Ive been trying to get access to facebook, emails, and other websites and i kept on getting this message on screen:

SONICWALL ; Network Security Appliances

This site has been blocked by the network administrator.

URL: http://facebook.com/

Block reason: Administrative Custom List settings

I tried to open the "internet option" in the control panel but i coudn't open it. 
I can access other websites but there are specific websites that are blocked.

My computer is an HP TouchSmart 320 PC and im using google chrome as my browser.

HOW CAN I CHANGE THE SETTINGS ON MY COMPUTER SO I CAN GET ACCESS TO THE OTHER WEBSITES THAT ARE BLOCKED ??

HOPEFULLY I CAN FIND SOME HELP ON HERE!


----------



## Macboatmaster (Jan 15, 2010)

It is unconnected with the Internet Option 
It is the block on websites allowed through the SonicWall Security


Have you installed SonicWall - in basic terms it is a Firewall


I am not suggesting for one moment that you are NOT authorised to use the computer for the sites that are blocked.


However I am sure you will appreciate that if for instance it was a juvenile relative of yours, making the post, asking how to unblock - you would not be pleased if we provided a solution.


I have sought advice on how we may or may not proceed.


Someone will post as soon as possible


----------



## talalot (Mar 9, 2014)

I am sure that it's the firewall that is blocking the access to the websites.

As a whole family we've been trying to bypass the firewall blocking. We've been searching online for ways to get through it. We've found that changes should be made to the "internet option" in the control panel and unfortunately internet option cannot be open at all. 
This is a serious issue and im an adult desperately searching for help on here. If you want confirmation on it then i can give you my phone number so you can call my home to confirm it.


----------



## Cookiegal (Aug 27, 2003)

I'm sorry but this is a setting in Sonic Wall put in place by a network Administrator so it's not something that we will assist with circumventing. Is this a work computer?


----------



## talalot (Mar 9, 2014)

No. This is our home computer.

It is not just on our computer that websites are blocked, it's blocked on any electronic that is connected to our home wifi as well.
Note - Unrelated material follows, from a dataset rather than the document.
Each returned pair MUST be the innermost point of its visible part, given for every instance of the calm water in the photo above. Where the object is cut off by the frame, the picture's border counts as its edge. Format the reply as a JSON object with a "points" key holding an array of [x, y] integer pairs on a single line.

Is there any probability that our new router has something to do with it?We just had a new router installed three days ago and we've been have this problem for 2 days before the router was installed.


----------



## Cookiegal (Aug 27, 2003)

Definitely. You need to talk to whoever set up the router to find out how to change the settings.


----------



## Triple6 (Dec 26, 2002)

SonicWall's are rarely found in an home environment and they are not easy to configure for home users as they are geared for business/enterprise use. Additionally there is no website blocking on by default, so if sites are being blocked then someone has specifically configured the SonicWall to block those sites. If you have one and it has been installed by someone then you must contact them for assistance as there must be a reason a SonicWall was used over a standard home router and a reason why website/content filtering was enabled.


----------



## Cookiegal (Aug 27, 2003)

Yeah, what he said.


----------



## Couriant (Mar 26, 2002)

unless you have inadvertently connected to someone elses unsecured network, I would agree with Triple6 (since I didn't hit reply earlier today and said the same thing in that post...  )


----------



## talalot (Mar 9, 2014)

Thanks to you all for the help. My family and i appreciate it. 
The individual that setup our router had to change some settings to fix the problem.
Now we can access any websites.
Stay blessed!

Best Regards,
talalot


----------



## Macboatmaster (Jan 15, 2010)

Pleased you got it sorted
And thanks for your understanding of our situation


----------